The history of twentieth century architecture, design, and engineering has been strongly linked to the conceptualization and production of self-reliant systems, or as John Todd spoke of New Alchemy’s bioshelters, of living machines. As partial reconstructions of the world in time and in space, living machines speak of the eerie transference of life to architecture, as the medium and vessel animated to respond to habitation. Living machines grow, leak, excrete, expand, deflate, move and self-regulate. Living machines might be committed to a deeply rooted fantasy of architecture producing nature, yet they are fully integrated within the very fabric of reality.

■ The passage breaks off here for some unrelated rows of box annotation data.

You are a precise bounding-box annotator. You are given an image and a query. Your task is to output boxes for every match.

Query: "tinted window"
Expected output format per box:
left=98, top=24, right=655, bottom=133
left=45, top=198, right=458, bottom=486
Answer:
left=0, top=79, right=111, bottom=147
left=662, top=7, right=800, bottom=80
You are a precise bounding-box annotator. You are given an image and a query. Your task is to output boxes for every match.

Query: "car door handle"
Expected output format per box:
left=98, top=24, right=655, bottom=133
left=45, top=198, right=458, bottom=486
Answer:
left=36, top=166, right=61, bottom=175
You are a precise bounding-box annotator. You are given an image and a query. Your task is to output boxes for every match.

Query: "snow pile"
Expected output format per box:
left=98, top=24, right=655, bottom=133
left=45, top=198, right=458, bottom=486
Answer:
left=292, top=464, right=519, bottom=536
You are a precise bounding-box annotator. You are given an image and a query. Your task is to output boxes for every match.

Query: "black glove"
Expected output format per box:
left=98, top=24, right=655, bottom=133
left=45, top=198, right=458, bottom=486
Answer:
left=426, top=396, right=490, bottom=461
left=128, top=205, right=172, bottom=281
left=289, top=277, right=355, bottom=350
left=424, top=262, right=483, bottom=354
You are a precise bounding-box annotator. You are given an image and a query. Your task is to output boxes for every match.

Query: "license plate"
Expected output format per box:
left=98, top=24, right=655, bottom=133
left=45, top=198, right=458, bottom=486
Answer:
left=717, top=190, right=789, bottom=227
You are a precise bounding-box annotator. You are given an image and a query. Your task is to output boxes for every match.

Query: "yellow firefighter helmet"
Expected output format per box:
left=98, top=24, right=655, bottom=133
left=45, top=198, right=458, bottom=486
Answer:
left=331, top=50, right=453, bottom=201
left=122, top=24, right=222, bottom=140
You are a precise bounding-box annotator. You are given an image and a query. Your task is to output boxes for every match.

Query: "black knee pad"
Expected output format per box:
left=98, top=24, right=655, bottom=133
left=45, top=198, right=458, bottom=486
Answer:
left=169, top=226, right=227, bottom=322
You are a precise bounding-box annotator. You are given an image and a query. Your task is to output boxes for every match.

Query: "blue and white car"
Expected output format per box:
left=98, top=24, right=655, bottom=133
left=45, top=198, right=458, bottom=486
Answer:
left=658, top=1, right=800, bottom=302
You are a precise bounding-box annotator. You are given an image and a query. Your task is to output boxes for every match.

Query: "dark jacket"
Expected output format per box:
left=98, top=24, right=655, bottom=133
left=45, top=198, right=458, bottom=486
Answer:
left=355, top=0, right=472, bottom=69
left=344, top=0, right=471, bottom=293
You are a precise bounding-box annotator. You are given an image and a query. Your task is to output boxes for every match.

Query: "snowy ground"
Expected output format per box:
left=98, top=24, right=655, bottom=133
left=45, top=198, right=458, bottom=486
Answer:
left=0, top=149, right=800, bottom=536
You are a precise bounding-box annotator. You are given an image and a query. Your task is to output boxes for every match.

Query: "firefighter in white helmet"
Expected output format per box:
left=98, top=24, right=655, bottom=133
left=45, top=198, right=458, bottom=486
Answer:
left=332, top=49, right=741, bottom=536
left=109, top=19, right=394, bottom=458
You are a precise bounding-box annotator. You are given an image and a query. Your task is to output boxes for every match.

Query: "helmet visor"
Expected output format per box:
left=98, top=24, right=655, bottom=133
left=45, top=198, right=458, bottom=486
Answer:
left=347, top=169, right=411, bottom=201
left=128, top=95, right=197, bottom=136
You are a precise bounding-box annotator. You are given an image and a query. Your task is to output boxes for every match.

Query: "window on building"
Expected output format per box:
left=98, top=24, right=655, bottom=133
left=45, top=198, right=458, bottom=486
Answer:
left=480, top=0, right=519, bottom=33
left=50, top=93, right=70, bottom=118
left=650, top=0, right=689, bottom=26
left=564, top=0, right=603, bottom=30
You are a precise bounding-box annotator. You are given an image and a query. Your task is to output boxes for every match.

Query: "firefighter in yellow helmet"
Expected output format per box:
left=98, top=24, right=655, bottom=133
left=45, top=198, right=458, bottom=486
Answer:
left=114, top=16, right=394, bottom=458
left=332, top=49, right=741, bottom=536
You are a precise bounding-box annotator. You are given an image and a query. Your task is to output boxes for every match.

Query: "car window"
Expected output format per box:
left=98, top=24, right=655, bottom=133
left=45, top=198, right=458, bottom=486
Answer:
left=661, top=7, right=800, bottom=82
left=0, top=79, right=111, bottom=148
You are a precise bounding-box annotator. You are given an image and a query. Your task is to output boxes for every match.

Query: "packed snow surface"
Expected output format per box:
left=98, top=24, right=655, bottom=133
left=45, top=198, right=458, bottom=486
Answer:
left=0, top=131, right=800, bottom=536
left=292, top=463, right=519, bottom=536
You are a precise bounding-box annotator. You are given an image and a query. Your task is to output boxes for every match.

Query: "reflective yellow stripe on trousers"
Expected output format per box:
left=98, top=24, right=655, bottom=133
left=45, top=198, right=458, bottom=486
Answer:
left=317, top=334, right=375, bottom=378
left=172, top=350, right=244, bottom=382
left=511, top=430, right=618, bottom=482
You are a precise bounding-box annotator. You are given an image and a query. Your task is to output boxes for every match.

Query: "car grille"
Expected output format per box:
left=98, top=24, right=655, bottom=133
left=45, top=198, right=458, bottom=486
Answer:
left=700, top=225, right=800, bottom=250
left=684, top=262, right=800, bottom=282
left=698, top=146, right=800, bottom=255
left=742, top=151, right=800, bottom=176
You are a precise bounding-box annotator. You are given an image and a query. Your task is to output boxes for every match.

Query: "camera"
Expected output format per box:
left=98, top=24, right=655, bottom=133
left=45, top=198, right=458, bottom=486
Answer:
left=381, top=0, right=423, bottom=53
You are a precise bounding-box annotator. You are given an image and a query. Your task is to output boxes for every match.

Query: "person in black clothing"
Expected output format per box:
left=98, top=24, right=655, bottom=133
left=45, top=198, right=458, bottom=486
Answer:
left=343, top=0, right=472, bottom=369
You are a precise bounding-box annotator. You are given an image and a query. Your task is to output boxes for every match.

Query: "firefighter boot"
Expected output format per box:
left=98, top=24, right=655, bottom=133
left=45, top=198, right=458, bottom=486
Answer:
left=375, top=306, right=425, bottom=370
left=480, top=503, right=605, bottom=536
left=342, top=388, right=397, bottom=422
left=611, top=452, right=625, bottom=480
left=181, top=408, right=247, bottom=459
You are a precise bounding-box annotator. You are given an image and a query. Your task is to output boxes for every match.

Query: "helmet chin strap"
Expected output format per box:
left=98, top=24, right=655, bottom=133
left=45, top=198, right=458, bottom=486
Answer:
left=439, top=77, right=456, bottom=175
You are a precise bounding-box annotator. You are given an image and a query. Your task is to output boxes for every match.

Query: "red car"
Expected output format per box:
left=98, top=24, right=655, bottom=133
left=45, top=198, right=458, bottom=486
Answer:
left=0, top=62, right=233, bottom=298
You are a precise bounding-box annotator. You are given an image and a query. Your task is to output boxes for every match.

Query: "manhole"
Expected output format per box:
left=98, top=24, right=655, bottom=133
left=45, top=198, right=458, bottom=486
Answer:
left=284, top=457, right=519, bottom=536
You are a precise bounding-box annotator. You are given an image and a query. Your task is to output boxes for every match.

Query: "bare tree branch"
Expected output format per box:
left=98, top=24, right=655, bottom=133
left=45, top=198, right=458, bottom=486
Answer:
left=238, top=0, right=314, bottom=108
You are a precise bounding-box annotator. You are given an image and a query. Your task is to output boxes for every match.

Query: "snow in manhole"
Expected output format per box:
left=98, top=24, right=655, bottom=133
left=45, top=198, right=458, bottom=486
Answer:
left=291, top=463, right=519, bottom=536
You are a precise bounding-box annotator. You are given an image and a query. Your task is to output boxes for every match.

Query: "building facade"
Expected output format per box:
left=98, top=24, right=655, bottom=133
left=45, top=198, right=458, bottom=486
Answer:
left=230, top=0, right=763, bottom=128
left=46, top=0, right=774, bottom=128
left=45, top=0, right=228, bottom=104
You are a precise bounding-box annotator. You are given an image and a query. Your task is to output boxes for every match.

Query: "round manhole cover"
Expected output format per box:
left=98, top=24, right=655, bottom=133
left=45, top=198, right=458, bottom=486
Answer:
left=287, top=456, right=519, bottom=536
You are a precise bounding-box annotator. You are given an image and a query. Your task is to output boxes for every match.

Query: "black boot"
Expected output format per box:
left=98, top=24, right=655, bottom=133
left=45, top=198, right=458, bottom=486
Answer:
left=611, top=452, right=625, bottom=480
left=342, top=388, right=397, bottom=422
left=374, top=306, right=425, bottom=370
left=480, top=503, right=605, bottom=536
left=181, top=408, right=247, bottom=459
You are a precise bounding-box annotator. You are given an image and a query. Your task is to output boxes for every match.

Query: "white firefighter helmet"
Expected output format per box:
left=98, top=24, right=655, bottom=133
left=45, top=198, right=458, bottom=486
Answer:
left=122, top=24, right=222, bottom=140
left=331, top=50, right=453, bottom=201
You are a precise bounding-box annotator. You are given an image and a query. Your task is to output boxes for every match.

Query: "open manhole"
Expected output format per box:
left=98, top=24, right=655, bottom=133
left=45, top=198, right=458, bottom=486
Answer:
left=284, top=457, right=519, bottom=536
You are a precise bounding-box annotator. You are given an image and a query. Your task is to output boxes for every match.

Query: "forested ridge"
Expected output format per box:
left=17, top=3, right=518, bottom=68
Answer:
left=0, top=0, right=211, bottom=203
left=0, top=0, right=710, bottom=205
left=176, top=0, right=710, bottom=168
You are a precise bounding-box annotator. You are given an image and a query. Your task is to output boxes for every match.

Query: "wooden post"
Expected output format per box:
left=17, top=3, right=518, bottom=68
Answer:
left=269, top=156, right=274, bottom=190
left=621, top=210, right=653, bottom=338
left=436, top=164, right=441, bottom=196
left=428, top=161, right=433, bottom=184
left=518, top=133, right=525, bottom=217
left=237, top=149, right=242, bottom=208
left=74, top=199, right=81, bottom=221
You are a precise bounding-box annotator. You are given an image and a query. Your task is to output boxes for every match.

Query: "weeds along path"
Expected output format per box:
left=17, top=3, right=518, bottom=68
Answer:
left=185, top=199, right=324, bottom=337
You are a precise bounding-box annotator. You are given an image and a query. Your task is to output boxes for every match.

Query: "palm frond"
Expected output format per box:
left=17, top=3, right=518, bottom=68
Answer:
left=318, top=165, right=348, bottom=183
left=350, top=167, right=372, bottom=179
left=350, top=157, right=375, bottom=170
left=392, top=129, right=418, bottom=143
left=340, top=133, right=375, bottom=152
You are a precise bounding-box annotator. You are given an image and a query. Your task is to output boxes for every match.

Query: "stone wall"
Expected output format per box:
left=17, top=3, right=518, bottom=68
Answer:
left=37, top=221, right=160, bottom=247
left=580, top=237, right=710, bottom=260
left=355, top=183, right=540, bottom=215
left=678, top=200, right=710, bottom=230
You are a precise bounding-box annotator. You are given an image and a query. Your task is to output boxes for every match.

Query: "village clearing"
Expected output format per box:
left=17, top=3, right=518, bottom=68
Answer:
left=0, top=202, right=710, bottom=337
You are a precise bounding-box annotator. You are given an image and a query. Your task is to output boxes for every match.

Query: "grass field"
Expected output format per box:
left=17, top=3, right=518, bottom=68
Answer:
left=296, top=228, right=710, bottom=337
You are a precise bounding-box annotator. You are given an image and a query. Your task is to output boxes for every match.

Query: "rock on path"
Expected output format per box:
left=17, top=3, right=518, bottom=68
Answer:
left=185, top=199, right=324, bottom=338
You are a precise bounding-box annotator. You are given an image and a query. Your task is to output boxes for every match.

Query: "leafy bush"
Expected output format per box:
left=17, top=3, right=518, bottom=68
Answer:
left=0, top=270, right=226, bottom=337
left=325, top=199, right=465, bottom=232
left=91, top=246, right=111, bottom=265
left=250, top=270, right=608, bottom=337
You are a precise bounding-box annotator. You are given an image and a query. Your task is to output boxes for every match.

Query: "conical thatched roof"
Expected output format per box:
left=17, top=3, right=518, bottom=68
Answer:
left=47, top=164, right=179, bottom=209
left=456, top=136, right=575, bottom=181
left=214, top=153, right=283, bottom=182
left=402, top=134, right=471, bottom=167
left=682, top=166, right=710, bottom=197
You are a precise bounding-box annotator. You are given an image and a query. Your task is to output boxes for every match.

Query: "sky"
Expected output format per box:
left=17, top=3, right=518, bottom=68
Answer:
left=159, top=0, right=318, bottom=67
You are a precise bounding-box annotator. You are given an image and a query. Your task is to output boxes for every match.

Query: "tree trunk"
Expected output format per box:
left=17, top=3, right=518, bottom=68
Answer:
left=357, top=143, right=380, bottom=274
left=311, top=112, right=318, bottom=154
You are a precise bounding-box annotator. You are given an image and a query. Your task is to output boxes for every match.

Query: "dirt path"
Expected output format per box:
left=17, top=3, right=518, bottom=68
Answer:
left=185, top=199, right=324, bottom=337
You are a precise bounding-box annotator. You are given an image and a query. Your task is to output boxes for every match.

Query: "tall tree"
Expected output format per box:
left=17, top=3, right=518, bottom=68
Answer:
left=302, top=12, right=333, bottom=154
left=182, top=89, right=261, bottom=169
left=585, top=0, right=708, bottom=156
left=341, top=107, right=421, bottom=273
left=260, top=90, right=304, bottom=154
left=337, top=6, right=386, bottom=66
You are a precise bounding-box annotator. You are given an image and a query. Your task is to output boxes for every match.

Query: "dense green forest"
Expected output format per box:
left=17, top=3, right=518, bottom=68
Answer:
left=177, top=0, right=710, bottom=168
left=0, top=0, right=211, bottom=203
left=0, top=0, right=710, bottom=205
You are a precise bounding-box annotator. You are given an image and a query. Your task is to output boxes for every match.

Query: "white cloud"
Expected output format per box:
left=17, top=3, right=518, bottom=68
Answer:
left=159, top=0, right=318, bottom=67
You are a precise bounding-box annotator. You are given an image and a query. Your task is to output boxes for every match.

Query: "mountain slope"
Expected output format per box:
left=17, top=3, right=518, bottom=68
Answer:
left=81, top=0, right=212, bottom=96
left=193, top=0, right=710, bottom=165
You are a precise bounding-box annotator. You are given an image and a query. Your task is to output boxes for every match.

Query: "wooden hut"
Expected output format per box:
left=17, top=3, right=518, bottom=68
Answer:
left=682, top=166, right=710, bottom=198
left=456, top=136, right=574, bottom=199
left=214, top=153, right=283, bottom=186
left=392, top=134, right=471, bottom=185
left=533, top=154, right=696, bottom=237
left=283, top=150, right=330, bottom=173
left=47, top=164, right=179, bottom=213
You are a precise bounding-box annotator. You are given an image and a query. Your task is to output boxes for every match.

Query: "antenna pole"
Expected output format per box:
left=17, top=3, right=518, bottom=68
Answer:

Buildings, as inhabited ecosystems, have canonically been portrayed as robust and regenerative, where waste equals food in an endless series of cycles and sub cycles. Yet, the idea of self-reliance is compulsive in the will to ceaselessly generate new life from all wasteful cycles of production. Self-reliant ecosystems, along with their dwellers, are unbalanced living models susceptible to the shortcomings of digestion; all substances, fluids and humeurs are ingested and excreted with the help of hidden machinery in a continuous process of material conversion. What remains a paradox is the manner in which this questionable model of total circular regeneration, imbued with the vitalism of a digestive stomach, has prevailed as the mainstream model of what we now call a sustainable, net-zero habitat, opposing energy loss. In this light, it is critical to question to what degree resource conservation strategies are sustainable forms of practice, and also recognize how impossible ideas become institutionalized through a series of bureaucratic mechanisms and are eventually labeled as ‘eco-friendly’ or even worse as ‘green’. Self-reliant systems disclose a struggle to reconcile the utopian ideal of replicating the earth in its totality with the visceral and raw material reality of ‘stuff’ unexpectedly generated from feedback loops.